Perhaps we should set up such a theater of sort (one that hopefully doesn’t become a theater of the absurd) with the Ovi readership the audience or even part of the interlocutors and others interested in philosophy providing questions and characters. The list of characters is practically limitless. It could include the likes of assorted: skeptics, rationalists, mystics, deontologists, utilitarians, agnostics, atheists, cosmologists, biologists, mathematicians, pragmatists, entrepreneurs, capitalists (greedy or not), symbolists, psychologists, subjectivist, relativist, communists, you name it. Of course those characters would have to be identifies so that they don’t speak on both sides of their mouth, so to speak. Then they can discuss a particular issue among them, be it that of war and peace, duality of body and mind, philosophy of religion, assuming that religion has not been relegated to mere superstition, social philosophy a la Marx, ethics, determinism and free will, crime and punishment, epistemology, identity and meaning, yon name it here too. What is being suggested here is the envisioning of a bridge to span the chasm that presently exists between the two worlds of the humanities and liberal arts and the sciences. I’d be interested in the opinion of the Ovi readership in such a proposal which admittedly may be redolent of a Fellini circus, but who ever said that Fellini’s movie lacked humor and fun while teaching us some needed and crucial existential truths?
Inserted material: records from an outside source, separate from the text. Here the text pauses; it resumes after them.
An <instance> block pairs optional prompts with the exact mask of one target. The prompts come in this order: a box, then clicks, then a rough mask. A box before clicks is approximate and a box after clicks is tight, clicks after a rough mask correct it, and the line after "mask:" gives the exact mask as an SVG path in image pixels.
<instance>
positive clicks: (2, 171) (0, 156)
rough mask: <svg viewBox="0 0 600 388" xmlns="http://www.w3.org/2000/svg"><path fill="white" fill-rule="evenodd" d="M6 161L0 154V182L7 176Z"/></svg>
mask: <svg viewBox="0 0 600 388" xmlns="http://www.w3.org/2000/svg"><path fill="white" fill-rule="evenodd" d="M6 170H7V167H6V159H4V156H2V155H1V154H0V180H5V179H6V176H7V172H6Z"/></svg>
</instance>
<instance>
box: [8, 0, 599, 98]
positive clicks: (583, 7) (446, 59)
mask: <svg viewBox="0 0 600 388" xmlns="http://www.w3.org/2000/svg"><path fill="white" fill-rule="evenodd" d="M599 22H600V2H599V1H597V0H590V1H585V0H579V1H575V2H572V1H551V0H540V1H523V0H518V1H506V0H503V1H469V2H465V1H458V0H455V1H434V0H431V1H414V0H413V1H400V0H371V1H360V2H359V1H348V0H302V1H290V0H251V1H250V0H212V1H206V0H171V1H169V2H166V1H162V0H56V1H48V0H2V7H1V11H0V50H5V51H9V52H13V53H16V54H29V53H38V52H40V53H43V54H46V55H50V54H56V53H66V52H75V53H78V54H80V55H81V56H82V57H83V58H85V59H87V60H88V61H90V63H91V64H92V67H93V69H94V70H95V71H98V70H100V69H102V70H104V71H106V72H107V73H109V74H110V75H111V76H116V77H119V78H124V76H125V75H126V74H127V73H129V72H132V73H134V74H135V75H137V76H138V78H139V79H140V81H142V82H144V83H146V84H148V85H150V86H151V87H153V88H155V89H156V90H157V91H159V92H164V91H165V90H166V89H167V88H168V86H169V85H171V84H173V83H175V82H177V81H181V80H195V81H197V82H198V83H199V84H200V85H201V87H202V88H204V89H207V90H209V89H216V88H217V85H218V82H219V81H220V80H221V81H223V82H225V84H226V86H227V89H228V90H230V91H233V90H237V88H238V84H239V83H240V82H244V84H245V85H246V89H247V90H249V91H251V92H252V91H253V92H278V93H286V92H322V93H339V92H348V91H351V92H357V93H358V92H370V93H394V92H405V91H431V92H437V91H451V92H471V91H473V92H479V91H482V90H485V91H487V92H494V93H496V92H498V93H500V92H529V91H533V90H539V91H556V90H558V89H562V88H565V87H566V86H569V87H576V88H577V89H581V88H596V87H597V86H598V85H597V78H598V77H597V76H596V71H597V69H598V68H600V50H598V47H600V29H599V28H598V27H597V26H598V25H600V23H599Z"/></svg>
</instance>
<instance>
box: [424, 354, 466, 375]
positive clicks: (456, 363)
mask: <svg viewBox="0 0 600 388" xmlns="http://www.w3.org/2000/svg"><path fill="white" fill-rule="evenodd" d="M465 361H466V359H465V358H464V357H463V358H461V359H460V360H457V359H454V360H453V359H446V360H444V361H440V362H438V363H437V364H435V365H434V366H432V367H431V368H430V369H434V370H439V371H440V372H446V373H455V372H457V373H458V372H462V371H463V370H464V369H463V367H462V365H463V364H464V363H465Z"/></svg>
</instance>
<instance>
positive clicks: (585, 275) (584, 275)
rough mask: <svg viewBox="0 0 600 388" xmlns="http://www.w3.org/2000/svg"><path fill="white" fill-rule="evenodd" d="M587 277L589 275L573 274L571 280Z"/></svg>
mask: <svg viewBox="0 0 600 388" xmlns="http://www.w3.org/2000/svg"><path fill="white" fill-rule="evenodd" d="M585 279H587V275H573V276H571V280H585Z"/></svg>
Leah Sellers2013-03-07 06:05:06
Interesting Idea, Brother Emanuel !
And, sir, I think that Humor is a Philosophy - ha !


Emanuel Paparella2013-03-07 12:02:24
Thanks for the feedback Leah. I agree about humor being part of rationality. We human beings seem to be the only ones who laugh and find humor, even in absurdity. What you observation suggests is that perhaps we should include clowns among the various characters. Fellini had them in all his movies.